Прерву на минуту цитирование, чтобы подкрепить эту мысль — по аналогии — другой цитатой, которая переносит сказанное в собственно фортепианную область. В очерке о Гилельсе — я неоднократно ссылаюсь на него — Д. Рабинович констатирует: «…Сколь бы ни были грандиозны технические ресурсы корифеев наших дней — Гилельса, Рихтера или Микеланджели, эти артисты не могут мыслить, чувствовать, а, значит, и интерпретировать в манере, которая покоряла слушателей 50–60 лет тому назад». Суждение представляется бесспорным.
А теперь продолжу прокофьевскую тему: «Лирика Прокофьева целомудренна, лишена преувеличений. Даже самым ласковым мечтательно-романтическим страницам его музыки присущи черты сдержанности, внутренней силы. Эти лирические страницы кажутся иногда слишком скупыми, „скрытными“. Но, вслушиваясь в них, все более ощущаешь их внутреннюю взволнованность и теплоту».
Сказанное едва ли не исчерпывающе характеризует и гилельсовскую лирику: и она целомудренна, в ней нет преувеличений — у нее совсем другая «температура», — однако ее сдержанность и внутренняя сила могут обманчиво производить впечатление эмоциональной «недостаточности».
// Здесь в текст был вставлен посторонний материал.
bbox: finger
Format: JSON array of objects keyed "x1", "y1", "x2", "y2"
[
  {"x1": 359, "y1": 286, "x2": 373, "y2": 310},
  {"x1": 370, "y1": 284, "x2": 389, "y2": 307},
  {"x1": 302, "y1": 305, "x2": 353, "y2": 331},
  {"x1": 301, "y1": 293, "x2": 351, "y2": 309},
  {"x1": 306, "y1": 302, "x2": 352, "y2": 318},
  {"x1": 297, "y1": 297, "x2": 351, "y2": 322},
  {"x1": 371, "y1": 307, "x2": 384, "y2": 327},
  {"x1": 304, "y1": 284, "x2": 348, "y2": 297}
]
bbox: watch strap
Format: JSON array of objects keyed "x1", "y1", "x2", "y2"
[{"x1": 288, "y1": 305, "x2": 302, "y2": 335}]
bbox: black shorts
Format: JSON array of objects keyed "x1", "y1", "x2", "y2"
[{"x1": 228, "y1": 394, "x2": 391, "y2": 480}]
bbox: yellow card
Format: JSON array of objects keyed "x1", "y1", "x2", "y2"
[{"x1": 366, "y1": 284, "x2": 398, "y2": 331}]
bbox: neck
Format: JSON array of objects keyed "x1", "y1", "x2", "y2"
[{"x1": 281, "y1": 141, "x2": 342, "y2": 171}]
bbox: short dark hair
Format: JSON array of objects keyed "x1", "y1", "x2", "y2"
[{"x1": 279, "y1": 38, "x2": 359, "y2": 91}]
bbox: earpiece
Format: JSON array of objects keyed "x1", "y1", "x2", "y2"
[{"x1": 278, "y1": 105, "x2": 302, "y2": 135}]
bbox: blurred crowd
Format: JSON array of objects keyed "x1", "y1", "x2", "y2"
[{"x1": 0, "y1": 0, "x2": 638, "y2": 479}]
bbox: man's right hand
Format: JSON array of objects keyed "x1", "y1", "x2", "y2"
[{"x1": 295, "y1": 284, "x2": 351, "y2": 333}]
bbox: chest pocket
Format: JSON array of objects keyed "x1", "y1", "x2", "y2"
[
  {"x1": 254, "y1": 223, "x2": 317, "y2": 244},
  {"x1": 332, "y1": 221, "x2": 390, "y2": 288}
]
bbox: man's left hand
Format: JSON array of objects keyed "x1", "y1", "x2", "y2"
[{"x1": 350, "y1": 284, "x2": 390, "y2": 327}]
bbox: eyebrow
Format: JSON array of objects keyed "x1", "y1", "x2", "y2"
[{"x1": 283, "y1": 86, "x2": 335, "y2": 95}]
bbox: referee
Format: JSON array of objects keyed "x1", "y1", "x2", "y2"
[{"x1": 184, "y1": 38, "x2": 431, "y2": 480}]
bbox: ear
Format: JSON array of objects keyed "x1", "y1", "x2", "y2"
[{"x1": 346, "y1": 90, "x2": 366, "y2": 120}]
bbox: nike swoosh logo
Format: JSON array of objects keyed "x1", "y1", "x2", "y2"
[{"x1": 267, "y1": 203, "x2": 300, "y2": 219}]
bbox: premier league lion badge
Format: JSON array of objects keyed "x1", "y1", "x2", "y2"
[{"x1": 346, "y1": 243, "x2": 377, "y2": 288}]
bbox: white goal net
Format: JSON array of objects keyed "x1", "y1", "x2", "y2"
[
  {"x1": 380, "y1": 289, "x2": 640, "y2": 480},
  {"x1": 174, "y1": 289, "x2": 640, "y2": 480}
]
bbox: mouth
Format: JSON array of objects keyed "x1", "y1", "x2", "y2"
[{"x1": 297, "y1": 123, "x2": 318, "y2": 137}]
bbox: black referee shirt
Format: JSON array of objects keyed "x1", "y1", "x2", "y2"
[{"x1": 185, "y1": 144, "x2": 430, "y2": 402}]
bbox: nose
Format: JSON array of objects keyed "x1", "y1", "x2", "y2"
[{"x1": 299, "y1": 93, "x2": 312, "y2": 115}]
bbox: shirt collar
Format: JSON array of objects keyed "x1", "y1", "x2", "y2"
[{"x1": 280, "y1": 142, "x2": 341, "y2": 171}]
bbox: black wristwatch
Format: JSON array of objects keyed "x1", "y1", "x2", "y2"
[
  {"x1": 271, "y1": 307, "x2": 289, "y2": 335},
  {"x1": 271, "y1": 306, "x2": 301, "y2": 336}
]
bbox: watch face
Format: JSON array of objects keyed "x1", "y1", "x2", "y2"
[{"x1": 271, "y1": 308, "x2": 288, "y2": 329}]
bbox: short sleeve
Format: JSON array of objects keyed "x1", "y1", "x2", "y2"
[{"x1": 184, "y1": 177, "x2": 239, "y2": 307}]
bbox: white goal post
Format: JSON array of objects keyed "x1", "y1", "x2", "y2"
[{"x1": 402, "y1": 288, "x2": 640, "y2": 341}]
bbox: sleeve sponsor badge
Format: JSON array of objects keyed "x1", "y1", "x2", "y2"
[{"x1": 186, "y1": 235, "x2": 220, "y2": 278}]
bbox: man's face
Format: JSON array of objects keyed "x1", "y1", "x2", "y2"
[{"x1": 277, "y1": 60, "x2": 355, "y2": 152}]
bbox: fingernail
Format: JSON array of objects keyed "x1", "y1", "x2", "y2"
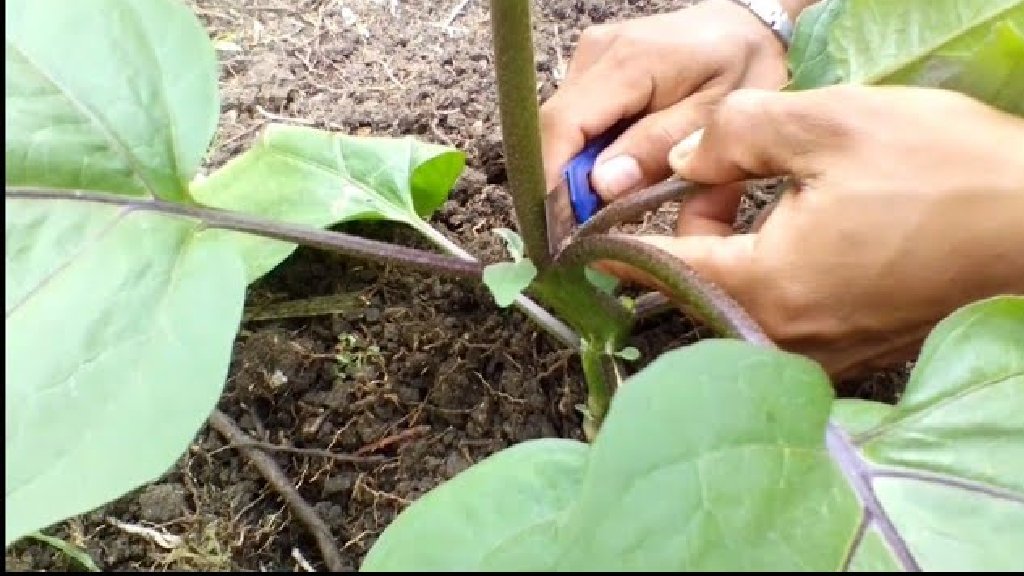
[
  {"x1": 592, "y1": 155, "x2": 642, "y2": 199},
  {"x1": 669, "y1": 129, "x2": 704, "y2": 169}
]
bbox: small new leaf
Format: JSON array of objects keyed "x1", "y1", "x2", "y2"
[
  {"x1": 482, "y1": 260, "x2": 537, "y2": 308},
  {"x1": 27, "y1": 533, "x2": 101, "y2": 572},
  {"x1": 493, "y1": 228, "x2": 527, "y2": 262},
  {"x1": 614, "y1": 346, "x2": 641, "y2": 362},
  {"x1": 584, "y1": 266, "x2": 620, "y2": 295},
  {"x1": 483, "y1": 228, "x2": 537, "y2": 308}
]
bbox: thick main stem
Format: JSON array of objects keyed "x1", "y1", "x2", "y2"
[
  {"x1": 488, "y1": 0, "x2": 552, "y2": 269},
  {"x1": 487, "y1": 1, "x2": 637, "y2": 440},
  {"x1": 484, "y1": 0, "x2": 634, "y2": 342}
]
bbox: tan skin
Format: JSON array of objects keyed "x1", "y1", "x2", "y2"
[{"x1": 540, "y1": 1, "x2": 1024, "y2": 380}]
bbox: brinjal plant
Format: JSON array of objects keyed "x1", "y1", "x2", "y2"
[{"x1": 5, "y1": 0, "x2": 1023, "y2": 570}]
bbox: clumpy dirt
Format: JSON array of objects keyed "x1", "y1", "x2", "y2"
[{"x1": 6, "y1": 0, "x2": 908, "y2": 571}]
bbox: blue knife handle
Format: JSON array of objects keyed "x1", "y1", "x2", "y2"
[{"x1": 562, "y1": 123, "x2": 630, "y2": 224}]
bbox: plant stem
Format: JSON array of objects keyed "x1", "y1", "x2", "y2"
[
  {"x1": 633, "y1": 292, "x2": 674, "y2": 319},
  {"x1": 578, "y1": 340, "x2": 628, "y2": 442},
  {"x1": 6, "y1": 187, "x2": 481, "y2": 279},
  {"x1": 485, "y1": 0, "x2": 633, "y2": 328},
  {"x1": 826, "y1": 424, "x2": 921, "y2": 571},
  {"x1": 557, "y1": 234, "x2": 773, "y2": 345},
  {"x1": 579, "y1": 342, "x2": 608, "y2": 441},
  {"x1": 571, "y1": 179, "x2": 699, "y2": 241},
  {"x1": 415, "y1": 222, "x2": 581, "y2": 349},
  {"x1": 7, "y1": 186, "x2": 583, "y2": 349},
  {"x1": 486, "y1": 0, "x2": 636, "y2": 437},
  {"x1": 488, "y1": 0, "x2": 551, "y2": 269}
]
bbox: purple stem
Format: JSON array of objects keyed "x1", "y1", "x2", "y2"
[
  {"x1": 6, "y1": 187, "x2": 483, "y2": 279},
  {"x1": 570, "y1": 179, "x2": 700, "y2": 243},
  {"x1": 555, "y1": 234, "x2": 771, "y2": 345},
  {"x1": 633, "y1": 292, "x2": 673, "y2": 320},
  {"x1": 827, "y1": 424, "x2": 921, "y2": 571}
]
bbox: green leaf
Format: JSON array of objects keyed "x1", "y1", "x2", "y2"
[
  {"x1": 788, "y1": 0, "x2": 1024, "y2": 115},
  {"x1": 493, "y1": 228, "x2": 526, "y2": 261},
  {"x1": 848, "y1": 295, "x2": 1024, "y2": 571},
  {"x1": 613, "y1": 346, "x2": 640, "y2": 362},
  {"x1": 4, "y1": 0, "x2": 466, "y2": 546},
  {"x1": 4, "y1": 198, "x2": 246, "y2": 547},
  {"x1": 363, "y1": 340, "x2": 859, "y2": 571},
  {"x1": 362, "y1": 296, "x2": 1024, "y2": 571},
  {"x1": 858, "y1": 296, "x2": 1024, "y2": 492},
  {"x1": 27, "y1": 532, "x2": 101, "y2": 572},
  {"x1": 830, "y1": 398, "x2": 894, "y2": 437},
  {"x1": 583, "y1": 266, "x2": 620, "y2": 296},
  {"x1": 482, "y1": 260, "x2": 538, "y2": 308},
  {"x1": 555, "y1": 342, "x2": 856, "y2": 571},
  {"x1": 192, "y1": 123, "x2": 466, "y2": 281},
  {"x1": 361, "y1": 439, "x2": 588, "y2": 571},
  {"x1": 5, "y1": 0, "x2": 219, "y2": 201},
  {"x1": 788, "y1": 0, "x2": 845, "y2": 88}
]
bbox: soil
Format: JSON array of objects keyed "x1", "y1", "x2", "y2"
[{"x1": 6, "y1": 0, "x2": 908, "y2": 571}]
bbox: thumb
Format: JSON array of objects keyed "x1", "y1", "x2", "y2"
[
  {"x1": 668, "y1": 88, "x2": 840, "y2": 184},
  {"x1": 589, "y1": 98, "x2": 711, "y2": 201},
  {"x1": 596, "y1": 233, "x2": 757, "y2": 303}
]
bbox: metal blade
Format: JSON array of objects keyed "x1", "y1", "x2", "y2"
[{"x1": 544, "y1": 180, "x2": 576, "y2": 256}]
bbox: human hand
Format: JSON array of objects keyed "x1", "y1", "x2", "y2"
[
  {"x1": 539, "y1": 0, "x2": 799, "y2": 202},
  {"x1": 608, "y1": 85, "x2": 1024, "y2": 379}
]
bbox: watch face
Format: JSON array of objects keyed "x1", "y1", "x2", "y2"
[{"x1": 728, "y1": 0, "x2": 794, "y2": 47}]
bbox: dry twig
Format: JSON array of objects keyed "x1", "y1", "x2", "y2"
[{"x1": 208, "y1": 409, "x2": 346, "y2": 572}]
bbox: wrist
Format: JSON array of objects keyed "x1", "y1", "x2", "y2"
[
  {"x1": 778, "y1": 0, "x2": 819, "y2": 21},
  {"x1": 720, "y1": 0, "x2": 796, "y2": 49}
]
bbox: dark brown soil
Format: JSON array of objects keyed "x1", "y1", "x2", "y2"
[{"x1": 6, "y1": 0, "x2": 907, "y2": 571}]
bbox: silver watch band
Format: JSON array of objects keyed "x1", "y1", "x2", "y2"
[{"x1": 724, "y1": 0, "x2": 795, "y2": 49}]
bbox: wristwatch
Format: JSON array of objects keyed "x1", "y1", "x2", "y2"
[{"x1": 724, "y1": 0, "x2": 795, "y2": 49}]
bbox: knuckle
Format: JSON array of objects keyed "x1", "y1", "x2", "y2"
[
  {"x1": 712, "y1": 89, "x2": 765, "y2": 132},
  {"x1": 604, "y1": 41, "x2": 643, "y2": 75},
  {"x1": 643, "y1": 118, "x2": 686, "y2": 153},
  {"x1": 539, "y1": 102, "x2": 567, "y2": 135},
  {"x1": 757, "y1": 283, "x2": 844, "y2": 347},
  {"x1": 778, "y1": 104, "x2": 853, "y2": 153},
  {"x1": 719, "y1": 88, "x2": 855, "y2": 153},
  {"x1": 717, "y1": 88, "x2": 763, "y2": 119},
  {"x1": 579, "y1": 23, "x2": 617, "y2": 47}
]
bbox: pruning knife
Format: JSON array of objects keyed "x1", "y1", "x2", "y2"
[{"x1": 544, "y1": 122, "x2": 631, "y2": 255}]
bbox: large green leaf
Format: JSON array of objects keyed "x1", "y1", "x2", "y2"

Н. Мясковский в письме к Д. Кабалевскому сказал о прокофьевской лирике: «Она лишь кажется сухой, так как из нее чувством большого художника изгнана чувствительность, то есть… водянистость, излишняя откровенность. Лирика его не суха и не бедна, но лишь сдержанна и потому будет больше действенна». Последнее замечание чрезвычайно существенно. И гилельсовская лирика на редкость «действенна». Трудно слушать без слез «Лирические пьесы» Грига или, скажем, gis-moll’ную вариацию из «Симфонических этюдов» Шумана.
Впрочем, как писал В. Набоков по другому поводу, «всегда найдется ум, оставшийся безучастным, и спина, по которой не пробежит холодок». Тут ничего не изменишь.
От Гилельса, — как и от Прокофьева, — тоже ждали давно «признанного» — ждали, к примеру, ноктюрна Шопена в нейгаузовском духе и, не получая этого, сокрушались, особенно в годы учения Гилельса у Нейгауза, по поводу гилельсовской невосприимчивости, отсутствия у него поэзии, романтики и прочая. Ожидания эти были, понятно, совершенно беспочвенны (то же, что очень важно, полностью относится и к двум другим представителям «великой тройки»). Но за профессором стояла сила авторитета, и, понятно, слушатели, присутствовавшие на этих уроках, были всецело на его стороне. Вспомним, однако, строки из книги Нейгауза: «Мой учитель Годовский, — пишет он, — сказал на третьем уроке со мной, когда я никак не мог (потому что не хотел) сделать слишком на мой вкус „изящный“ нюанс в пьесе Шопена: „Ну, ладно, у вас есть собственная индивидуальность, и я не буду ее ущемлять“. Разумные слова!»